By Neil Schulman
Long Branch — The city is giving permission for a project on Brighton Avenue to place pilings and support under the city-owned sidewalk.
At the July 23 City Council meeting, council passed a resolution granting 131 Brighton Avenue LLC the right to shore up their foundation with a wall located in the Brighton Avenue right-of-way. In return, the developer of the property, the former West End post office, agrees to indemnify and hold the city harmless for any work done.
The site plans for the new building go right to the sidewalk, so structural work under it is required to keep the building sound.
Long Branch Planning Director Nick Graviano said that the work is underground, and will not be visible from the street. But he said it was a “necessary structural element.”
City Attorney Louis Rainone said that officials wanted to make sure that the developers had permission so it could maintain a claim on the right-of-way. “There’s a concept in the law called adverse possession,” he said.
An example, he said, is if a neighbor builds a fence that’s actually on your property. If this goes on long enough and you don’t challenge it, you lose the land the fence is on. However, if you had given him permission to build the fence there, you maintain the rights.
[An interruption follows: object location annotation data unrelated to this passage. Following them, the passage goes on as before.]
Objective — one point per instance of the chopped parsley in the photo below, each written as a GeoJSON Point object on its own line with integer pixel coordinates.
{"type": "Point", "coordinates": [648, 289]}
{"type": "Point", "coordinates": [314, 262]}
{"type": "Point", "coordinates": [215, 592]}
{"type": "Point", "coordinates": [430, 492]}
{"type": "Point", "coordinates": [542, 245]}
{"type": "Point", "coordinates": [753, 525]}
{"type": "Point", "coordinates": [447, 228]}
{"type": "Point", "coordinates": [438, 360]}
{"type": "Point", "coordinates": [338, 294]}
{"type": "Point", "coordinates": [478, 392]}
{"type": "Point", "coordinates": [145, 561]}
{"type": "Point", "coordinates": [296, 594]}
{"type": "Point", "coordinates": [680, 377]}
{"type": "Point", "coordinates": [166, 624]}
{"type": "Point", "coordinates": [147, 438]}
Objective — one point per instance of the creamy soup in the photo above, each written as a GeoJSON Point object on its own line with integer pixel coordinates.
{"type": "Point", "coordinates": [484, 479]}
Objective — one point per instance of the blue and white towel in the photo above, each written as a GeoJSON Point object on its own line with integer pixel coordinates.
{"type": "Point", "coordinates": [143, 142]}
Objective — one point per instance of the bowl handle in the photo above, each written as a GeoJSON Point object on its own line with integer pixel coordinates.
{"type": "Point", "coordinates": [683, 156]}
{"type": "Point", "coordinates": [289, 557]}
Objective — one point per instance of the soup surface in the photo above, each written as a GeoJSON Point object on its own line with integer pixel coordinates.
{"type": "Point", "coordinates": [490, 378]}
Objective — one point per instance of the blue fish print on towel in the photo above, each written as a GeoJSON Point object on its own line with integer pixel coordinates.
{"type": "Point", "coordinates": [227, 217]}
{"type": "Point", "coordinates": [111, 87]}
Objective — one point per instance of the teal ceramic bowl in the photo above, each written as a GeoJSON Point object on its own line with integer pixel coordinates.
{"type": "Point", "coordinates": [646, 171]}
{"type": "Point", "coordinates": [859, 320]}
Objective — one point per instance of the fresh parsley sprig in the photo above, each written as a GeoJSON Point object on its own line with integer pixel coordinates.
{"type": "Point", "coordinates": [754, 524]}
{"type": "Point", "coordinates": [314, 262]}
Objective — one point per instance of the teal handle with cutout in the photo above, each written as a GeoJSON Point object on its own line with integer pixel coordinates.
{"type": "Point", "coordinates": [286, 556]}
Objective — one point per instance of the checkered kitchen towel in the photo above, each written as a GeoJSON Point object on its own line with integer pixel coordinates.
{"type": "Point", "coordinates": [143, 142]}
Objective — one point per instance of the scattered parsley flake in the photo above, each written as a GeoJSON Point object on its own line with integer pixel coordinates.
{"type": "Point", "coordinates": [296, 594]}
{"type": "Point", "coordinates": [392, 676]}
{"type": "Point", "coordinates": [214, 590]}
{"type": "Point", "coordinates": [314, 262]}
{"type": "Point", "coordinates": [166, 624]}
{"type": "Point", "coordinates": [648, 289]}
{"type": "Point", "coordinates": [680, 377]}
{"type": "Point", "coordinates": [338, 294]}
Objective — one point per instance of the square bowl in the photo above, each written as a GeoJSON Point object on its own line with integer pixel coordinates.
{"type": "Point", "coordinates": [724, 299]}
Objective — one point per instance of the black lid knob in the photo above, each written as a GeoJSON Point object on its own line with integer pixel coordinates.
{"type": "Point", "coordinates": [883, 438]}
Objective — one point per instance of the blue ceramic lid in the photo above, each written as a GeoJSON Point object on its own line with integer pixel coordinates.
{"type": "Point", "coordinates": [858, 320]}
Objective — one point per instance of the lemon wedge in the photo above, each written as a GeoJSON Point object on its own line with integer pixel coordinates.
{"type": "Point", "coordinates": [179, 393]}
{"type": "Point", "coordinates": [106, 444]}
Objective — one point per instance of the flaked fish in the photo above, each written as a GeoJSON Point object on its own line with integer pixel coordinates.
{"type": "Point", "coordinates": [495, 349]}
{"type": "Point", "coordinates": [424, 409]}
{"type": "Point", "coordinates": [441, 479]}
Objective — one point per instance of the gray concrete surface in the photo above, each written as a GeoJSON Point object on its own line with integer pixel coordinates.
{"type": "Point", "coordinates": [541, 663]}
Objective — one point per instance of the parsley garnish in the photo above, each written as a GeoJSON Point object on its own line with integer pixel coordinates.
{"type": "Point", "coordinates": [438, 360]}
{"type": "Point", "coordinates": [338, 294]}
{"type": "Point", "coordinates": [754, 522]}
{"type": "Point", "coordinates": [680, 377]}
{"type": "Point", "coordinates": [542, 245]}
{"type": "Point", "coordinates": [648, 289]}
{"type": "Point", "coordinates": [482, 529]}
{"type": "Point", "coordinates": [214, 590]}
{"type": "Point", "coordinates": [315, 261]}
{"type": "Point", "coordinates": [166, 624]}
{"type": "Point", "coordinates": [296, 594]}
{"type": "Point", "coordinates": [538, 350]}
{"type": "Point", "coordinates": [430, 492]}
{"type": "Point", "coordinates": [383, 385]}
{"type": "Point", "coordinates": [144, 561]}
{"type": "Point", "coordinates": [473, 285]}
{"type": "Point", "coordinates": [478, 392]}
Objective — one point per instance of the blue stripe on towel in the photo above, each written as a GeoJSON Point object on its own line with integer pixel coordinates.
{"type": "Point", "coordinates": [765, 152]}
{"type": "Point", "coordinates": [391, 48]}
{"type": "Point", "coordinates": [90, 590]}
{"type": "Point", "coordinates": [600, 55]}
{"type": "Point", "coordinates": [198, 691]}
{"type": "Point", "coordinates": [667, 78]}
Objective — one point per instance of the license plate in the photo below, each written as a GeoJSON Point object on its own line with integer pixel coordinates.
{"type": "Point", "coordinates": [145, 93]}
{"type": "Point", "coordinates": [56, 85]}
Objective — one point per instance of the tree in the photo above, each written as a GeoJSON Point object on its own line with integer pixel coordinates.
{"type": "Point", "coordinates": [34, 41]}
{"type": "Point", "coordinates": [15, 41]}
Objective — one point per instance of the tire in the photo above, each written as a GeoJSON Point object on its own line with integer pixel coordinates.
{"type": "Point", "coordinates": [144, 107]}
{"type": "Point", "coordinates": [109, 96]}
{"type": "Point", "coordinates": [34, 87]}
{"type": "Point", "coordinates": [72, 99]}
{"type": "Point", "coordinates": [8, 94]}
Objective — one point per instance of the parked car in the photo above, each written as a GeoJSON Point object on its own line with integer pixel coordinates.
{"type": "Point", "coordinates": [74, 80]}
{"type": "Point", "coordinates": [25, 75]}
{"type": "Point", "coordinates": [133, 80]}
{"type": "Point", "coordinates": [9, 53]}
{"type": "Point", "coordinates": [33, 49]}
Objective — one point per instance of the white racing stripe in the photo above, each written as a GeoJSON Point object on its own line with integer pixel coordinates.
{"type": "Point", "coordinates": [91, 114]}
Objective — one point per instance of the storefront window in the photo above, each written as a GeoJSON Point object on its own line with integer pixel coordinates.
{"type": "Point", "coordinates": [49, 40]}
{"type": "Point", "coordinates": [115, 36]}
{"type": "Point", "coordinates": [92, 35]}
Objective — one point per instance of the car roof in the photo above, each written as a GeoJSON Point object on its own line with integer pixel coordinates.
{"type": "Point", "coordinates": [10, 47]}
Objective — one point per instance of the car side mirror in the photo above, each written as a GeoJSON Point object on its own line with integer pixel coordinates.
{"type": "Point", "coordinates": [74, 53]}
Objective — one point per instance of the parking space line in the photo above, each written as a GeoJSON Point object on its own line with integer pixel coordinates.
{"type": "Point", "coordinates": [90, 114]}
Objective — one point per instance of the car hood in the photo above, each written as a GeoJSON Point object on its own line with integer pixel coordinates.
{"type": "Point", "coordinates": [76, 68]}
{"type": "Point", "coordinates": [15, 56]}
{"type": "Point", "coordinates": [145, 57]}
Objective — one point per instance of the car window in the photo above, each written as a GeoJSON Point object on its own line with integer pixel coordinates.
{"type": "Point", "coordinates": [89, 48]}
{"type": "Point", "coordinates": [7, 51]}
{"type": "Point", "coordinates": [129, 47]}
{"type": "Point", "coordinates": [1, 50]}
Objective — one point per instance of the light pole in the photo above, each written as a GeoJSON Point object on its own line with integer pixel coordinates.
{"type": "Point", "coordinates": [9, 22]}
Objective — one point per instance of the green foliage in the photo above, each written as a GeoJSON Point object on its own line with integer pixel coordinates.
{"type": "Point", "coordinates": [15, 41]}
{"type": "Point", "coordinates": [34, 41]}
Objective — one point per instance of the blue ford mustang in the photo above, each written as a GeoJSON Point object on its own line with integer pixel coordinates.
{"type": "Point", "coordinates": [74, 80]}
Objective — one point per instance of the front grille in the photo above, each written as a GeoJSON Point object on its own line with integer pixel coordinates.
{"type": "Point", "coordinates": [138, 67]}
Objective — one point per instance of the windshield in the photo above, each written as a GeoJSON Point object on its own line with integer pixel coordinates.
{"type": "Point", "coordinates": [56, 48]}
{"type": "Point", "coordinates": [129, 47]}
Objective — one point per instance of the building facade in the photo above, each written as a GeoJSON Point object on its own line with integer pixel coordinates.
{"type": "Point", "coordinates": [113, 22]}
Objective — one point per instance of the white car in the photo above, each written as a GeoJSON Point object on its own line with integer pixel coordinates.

Graviano said that in the future they’ll be asking any future potential plans that abut the sidewalk to step back a bit.
“As people come in and speak to me about potential projects, I definitely tell them there is a desire to walk the buildings back,” he said.
The space between the two could be used as a streetscape, or for tables for outdoor cafés, he suggested.
City seeks grants
The city is applying for three grants from the NJ Department of Transportation, two in the Transit Village area.
City Admnistrator George Jackson said that the first is for $730,000 of work on the sidealks and roadway on Third Avenue, between Morris Avnue and Lowden Court. The second is $537,000 for similar work along Lowden Court.
Both of these areas are in the transit village area. The goal of the state’s transit village designations is to create pedestrian friendly areas to encourage commuting.
Both of these grants are considered fairly competitive, and the city is not sure they’ll receive them on the first application.
Neither of them requires any match from the city.
The final grant is seeking road improvements, seeking to mill and pave Woodgate Avenue from Park Avenue to the Overlook Avenue bridge. That is for roughly $729,000.